Our study found that haematocrit change is a reliable predictor for AHF readmission and potential therapeutic target in HF. Patients with AHF who achieve haemoconcentration before to release are less likely to be readmitted for AHF within 90 days. We also found that patients with reduced EF are more likely to be readmitted for AHF compared to other groups. Therefore, we recommend on practice of monitoring of the haematocrit level prior to discharge among all AHF patients. Those that do not achieve haemoconcentration likely will benefit from higher dosage of diuretics and earlier follow up. We also recommend on active measures to improve patients’ EF, either medically (optimize anti-failure as per GDMT) or invasively (percutaneous angiogram, left ventricle assist device) to improve overall outcome. Additional large-scale, prospective, randomised controlled trials are needed to validate and describe the link between short-term changes in HCT and prognosis, as well as to establish effective volume management techniques for AHF patients.

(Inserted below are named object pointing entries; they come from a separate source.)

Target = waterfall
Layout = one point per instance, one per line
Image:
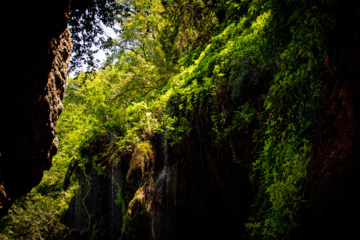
(163, 209)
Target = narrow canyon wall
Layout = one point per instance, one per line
(37, 51)
(332, 208)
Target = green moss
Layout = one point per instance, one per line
(142, 157)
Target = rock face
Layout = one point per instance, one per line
(332, 209)
(39, 47)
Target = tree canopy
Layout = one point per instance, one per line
(221, 69)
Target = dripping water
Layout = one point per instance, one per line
(115, 209)
(163, 210)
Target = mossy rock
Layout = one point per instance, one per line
(141, 159)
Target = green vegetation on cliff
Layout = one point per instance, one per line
(219, 69)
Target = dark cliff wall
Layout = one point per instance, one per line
(332, 209)
(38, 47)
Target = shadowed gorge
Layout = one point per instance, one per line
(206, 120)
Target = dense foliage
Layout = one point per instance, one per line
(217, 68)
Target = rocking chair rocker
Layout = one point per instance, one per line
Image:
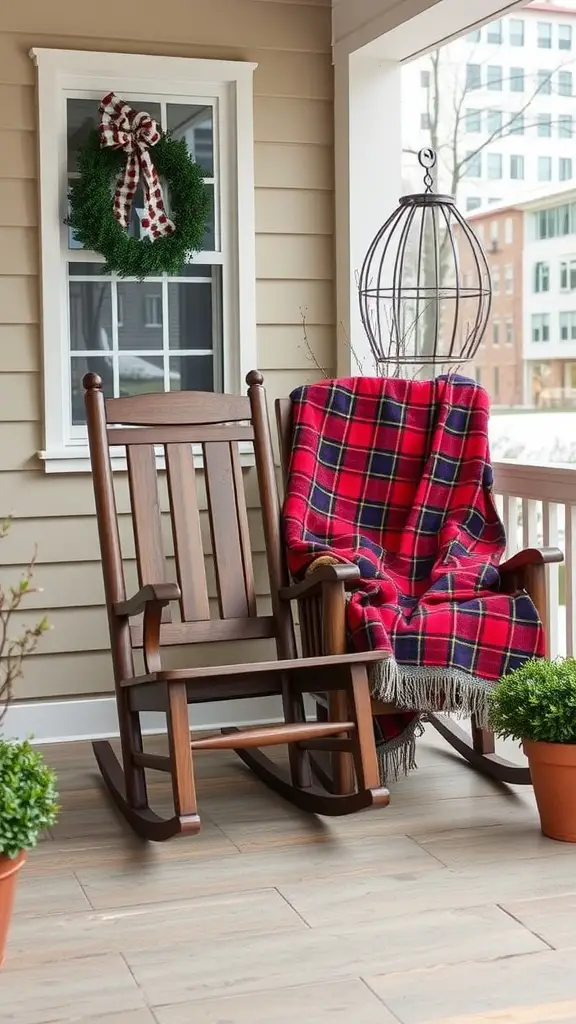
(319, 601)
(216, 423)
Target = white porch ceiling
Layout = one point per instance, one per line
(398, 30)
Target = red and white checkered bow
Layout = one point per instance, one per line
(123, 129)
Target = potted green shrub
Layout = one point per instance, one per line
(28, 795)
(536, 704)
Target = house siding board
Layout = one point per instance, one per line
(293, 122)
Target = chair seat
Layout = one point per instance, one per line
(328, 666)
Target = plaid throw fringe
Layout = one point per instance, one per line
(123, 129)
(395, 476)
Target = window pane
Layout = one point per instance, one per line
(494, 32)
(565, 126)
(192, 373)
(196, 125)
(517, 79)
(544, 168)
(494, 121)
(517, 32)
(565, 83)
(191, 315)
(544, 83)
(474, 76)
(139, 315)
(565, 37)
(544, 31)
(90, 315)
(494, 78)
(140, 374)
(83, 117)
(80, 365)
(472, 121)
(85, 269)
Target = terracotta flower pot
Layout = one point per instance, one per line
(8, 876)
(552, 767)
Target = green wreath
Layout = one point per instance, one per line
(91, 214)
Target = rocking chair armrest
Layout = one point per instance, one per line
(154, 593)
(530, 557)
(323, 574)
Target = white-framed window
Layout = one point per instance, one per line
(565, 37)
(195, 331)
(516, 26)
(517, 79)
(568, 326)
(565, 169)
(541, 276)
(517, 168)
(544, 168)
(544, 35)
(568, 274)
(540, 327)
(494, 166)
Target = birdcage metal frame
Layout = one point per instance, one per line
(384, 300)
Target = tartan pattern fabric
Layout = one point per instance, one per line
(395, 477)
(122, 128)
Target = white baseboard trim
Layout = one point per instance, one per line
(95, 718)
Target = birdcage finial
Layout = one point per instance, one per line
(426, 160)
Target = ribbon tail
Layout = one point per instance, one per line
(125, 190)
(156, 222)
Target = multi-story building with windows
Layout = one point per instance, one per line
(499, 107)
(528, 355)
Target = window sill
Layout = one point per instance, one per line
(77, 459)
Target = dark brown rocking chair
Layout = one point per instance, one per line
(525, 570)
(172, 423)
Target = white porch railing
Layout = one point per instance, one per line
(538, 507)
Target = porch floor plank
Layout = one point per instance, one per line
(447, 906)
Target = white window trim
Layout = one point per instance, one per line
(62, 71)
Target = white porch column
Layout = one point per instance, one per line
(368, 182)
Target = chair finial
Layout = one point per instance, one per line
(254, 378)
(91, 382)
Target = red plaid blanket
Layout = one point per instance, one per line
(395, 476)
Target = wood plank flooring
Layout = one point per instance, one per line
(447, 906)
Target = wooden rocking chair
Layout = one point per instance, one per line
(216, 423)
(525, 570)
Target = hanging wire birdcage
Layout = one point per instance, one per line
(424, 286)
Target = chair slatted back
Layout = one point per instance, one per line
(283, 408)
(170, 424)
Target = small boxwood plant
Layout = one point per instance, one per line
(537, 702)
(28, 786)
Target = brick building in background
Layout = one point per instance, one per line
(499, 360)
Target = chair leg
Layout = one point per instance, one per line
(483, 739)
(183, 785)
(293, 707)
(364, 748)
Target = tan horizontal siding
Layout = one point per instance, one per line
(296, 121)
(294, 212)
(18, 250)
(72, 585)
(89, 672)
(19, 348)
(209, 23)
(275, 339)
(289, 166)
(38, 496)
(293, 90)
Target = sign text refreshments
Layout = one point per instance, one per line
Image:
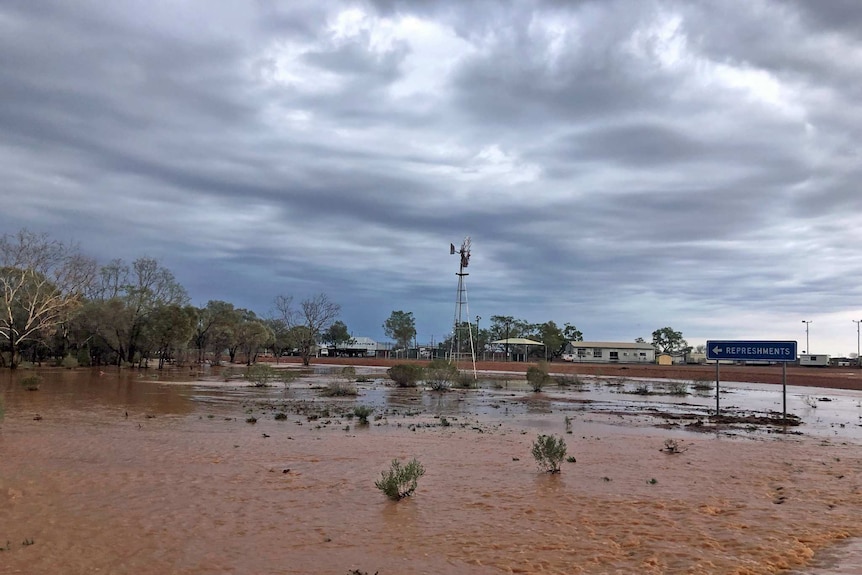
(751, 350)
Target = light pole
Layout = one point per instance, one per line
(507, 340)
(478, 317)
(857, 322)
(807, 322)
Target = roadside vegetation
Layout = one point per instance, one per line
(63, 308)
(400, 481)
(549, 452)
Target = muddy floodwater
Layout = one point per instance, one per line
(127, 472)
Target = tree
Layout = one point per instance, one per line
(250, 335)
(337, 334)
(314, 315)
(667, 340)
(211, 323)
(554, 338)
(571, 333)
(169, 330)
(401, 327)
(42, 281)
(133, 294)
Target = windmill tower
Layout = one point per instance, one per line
(461, 307)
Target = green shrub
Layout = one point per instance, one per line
(537, 376)
(405, 374)
(400, 481)
(31, 382)
(340, 389)
(362, 412)
(439, 374)
(549, 451)
(568, 380)
(83, 358)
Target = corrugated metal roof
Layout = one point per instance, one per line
(612, 344)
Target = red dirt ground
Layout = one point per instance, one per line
(831, 377)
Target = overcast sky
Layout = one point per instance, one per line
(619, 165)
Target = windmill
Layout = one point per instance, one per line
(461, 307)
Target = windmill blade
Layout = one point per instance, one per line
(465, 252)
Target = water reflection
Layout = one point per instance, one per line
(68, 392)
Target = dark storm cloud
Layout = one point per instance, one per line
(620, 165)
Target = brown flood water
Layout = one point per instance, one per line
(124, 474)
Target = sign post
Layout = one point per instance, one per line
(746, 350)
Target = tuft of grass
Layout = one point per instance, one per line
(465, 380)
(31, 382)
(340, 389)
(362, 412)
(549, 451)
(679, 388)
(672, 446)
(439, 374)
(400, 481)
(568, 381)
(348, 373)
(702, 384)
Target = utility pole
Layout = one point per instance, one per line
(857, 322)
(478, 317)
(807, 322)
(507, 340)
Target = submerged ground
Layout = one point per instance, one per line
(130, 472)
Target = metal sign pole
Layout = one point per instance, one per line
(716, 387)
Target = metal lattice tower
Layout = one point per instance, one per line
(462, 309)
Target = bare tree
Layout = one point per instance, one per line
(42, 282)
(314, 315)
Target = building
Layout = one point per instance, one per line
(362, 347)
(609, 352)
(811, 360)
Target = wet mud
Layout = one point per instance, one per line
(172, 473)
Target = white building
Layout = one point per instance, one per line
(609, 352)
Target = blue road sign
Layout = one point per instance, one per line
(751, 350)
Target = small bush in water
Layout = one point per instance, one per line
(31, 382)
(549, 451)
(439, 374)
(362, 412)
(399, 481)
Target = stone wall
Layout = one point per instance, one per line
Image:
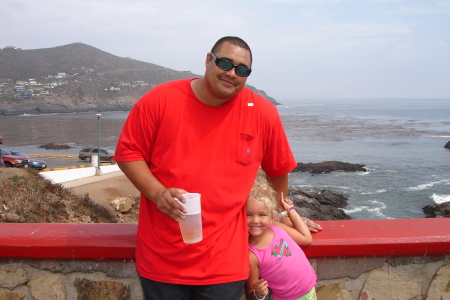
(419, 277)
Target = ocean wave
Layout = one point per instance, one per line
(439, 199)
(376, 211)
(428, 185)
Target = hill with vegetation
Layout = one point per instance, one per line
(77, 77)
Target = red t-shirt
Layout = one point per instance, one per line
(214, 151)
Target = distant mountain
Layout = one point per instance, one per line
(77, 77)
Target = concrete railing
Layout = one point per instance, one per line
(365, 259)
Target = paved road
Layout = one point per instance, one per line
(61, 161)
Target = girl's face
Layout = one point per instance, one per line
(259, 217)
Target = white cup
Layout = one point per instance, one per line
(191, 225)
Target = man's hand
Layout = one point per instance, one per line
(166, 203)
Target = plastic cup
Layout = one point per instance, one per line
(191, 226)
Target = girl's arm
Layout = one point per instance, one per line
(300, 233)
(253, 282)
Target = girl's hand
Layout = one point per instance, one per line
(261, 287)
(286, 203)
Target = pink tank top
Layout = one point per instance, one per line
(285, 267)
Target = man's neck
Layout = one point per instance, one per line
(200, 90)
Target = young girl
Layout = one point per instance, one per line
(276, 260)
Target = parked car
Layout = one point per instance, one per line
(11, 160)
(105, 154)
(35, 163)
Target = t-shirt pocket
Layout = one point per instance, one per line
(245, 150)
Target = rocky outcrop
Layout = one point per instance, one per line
(437, 211)
(328, 167)
(319, 205)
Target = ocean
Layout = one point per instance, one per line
(401, 141)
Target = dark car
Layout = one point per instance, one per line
(105, 154)
(35, 163)
(11, 160)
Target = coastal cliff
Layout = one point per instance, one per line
(78, 78)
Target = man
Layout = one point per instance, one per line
(205, 135)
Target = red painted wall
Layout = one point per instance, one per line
(397, 237)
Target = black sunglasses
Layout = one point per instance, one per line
(227, 66)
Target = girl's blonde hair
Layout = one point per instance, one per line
(263, 192)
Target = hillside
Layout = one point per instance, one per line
(77, 77)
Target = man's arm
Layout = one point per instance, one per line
(143, 179)
(280, 185)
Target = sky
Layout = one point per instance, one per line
(302, 49)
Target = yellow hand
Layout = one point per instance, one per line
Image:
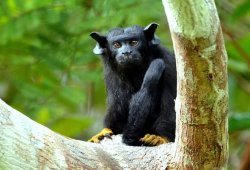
(106, 132)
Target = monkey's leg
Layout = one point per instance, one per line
(106, 132)
(143, 104)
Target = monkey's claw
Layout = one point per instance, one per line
(106, 132)
(153, 140)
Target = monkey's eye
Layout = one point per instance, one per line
(133, 42)
(117, 45)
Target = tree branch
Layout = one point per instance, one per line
(25, 144)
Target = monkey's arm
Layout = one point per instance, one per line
(117, 112)
(142, 106)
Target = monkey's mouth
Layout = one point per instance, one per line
(128, 60)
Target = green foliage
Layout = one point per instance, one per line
(48, 70)
(239, 121)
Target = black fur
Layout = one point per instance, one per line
(140, 79)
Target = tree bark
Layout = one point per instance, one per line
(24, 144)
(202, 97)
(201, 106)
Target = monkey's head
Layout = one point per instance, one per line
(126, 46)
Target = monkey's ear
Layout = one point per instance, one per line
(149, 32)
(101, 43)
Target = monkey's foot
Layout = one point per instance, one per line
(106, 132)
(153, 140)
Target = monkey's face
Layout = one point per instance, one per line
(126, 46)
(126, 49)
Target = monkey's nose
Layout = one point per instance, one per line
(127, 53)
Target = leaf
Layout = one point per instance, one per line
(239, 121)
(241, 10)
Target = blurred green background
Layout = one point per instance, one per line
(48, 70)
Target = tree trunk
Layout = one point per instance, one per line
(201, 105)
(202, 97)
(24, 144)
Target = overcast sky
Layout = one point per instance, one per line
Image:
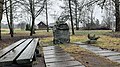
(55, 9)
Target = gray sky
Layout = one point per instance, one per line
(55, 9)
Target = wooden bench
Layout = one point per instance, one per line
(20, 53)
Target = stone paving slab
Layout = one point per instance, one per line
(102, 51)
(58, 59)
(109, 54)
(112, 55)
(91, 48)
(55, 57)
(55, 51)
(51, 48)
(56, 54)
(65, 64)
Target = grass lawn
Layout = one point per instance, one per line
(81, 35)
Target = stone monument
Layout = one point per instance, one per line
(61, 33)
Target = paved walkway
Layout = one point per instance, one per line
(55, 57)
(112, 55)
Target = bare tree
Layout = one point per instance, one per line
(73, 33)
(33, 8)
(1, 12)
(47, 17)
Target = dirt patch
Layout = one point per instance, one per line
(88, 58)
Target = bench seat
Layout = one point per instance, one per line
(21, 52)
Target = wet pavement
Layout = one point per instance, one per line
(112, 55)
(55, 57)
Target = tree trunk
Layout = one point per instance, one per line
(32, 27)
(47, 17)
(33, 17)
(11, 19)
(77, 23)
(73, 33)
(1, 12)
(117, 15)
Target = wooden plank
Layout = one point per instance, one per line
(9, 48)
(28, 53)
(9, 57)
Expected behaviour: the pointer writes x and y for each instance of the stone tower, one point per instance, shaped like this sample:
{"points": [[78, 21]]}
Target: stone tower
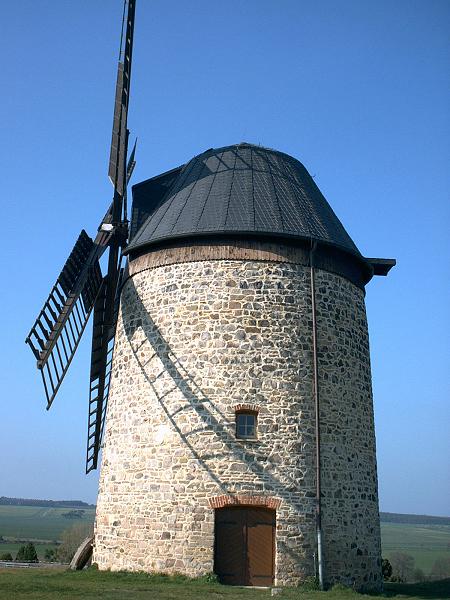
{"points": [[240, 406]]}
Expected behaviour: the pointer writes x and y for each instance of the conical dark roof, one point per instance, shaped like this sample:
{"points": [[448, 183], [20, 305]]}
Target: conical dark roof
{"points": [[241, 190]]}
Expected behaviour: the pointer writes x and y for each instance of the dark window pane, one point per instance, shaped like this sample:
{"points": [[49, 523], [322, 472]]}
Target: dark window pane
{"points": [[245, 425]]}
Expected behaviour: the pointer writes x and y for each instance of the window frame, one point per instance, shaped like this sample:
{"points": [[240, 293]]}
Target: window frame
{"points": [[246, 412]]}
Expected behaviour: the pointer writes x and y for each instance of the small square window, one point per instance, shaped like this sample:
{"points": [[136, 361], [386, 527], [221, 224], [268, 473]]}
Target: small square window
{"points": [[246, 425]]}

MZAS and HMI designed the study. The study and data analysis were carried out by MDI and ZMAM. Editorial modifications in the manuscript were made by all writers. The final manuscript was reviewed and approved by all authors.
All patients gave their informed consent for inclusion before they participated in the study. The study was conducted in accordance with the Declaration of Helsinki, and the protocol was approved by the University Malaya Medical Centre Ethics Committee (20201126-9539).
We would like to thank everyone who assisted us throughout the research and drafting of this publication. Thank you to all of the peer reviewers who contributed their ideas and opinions.
This study received no external funding.
The authors declare no conflict of interest.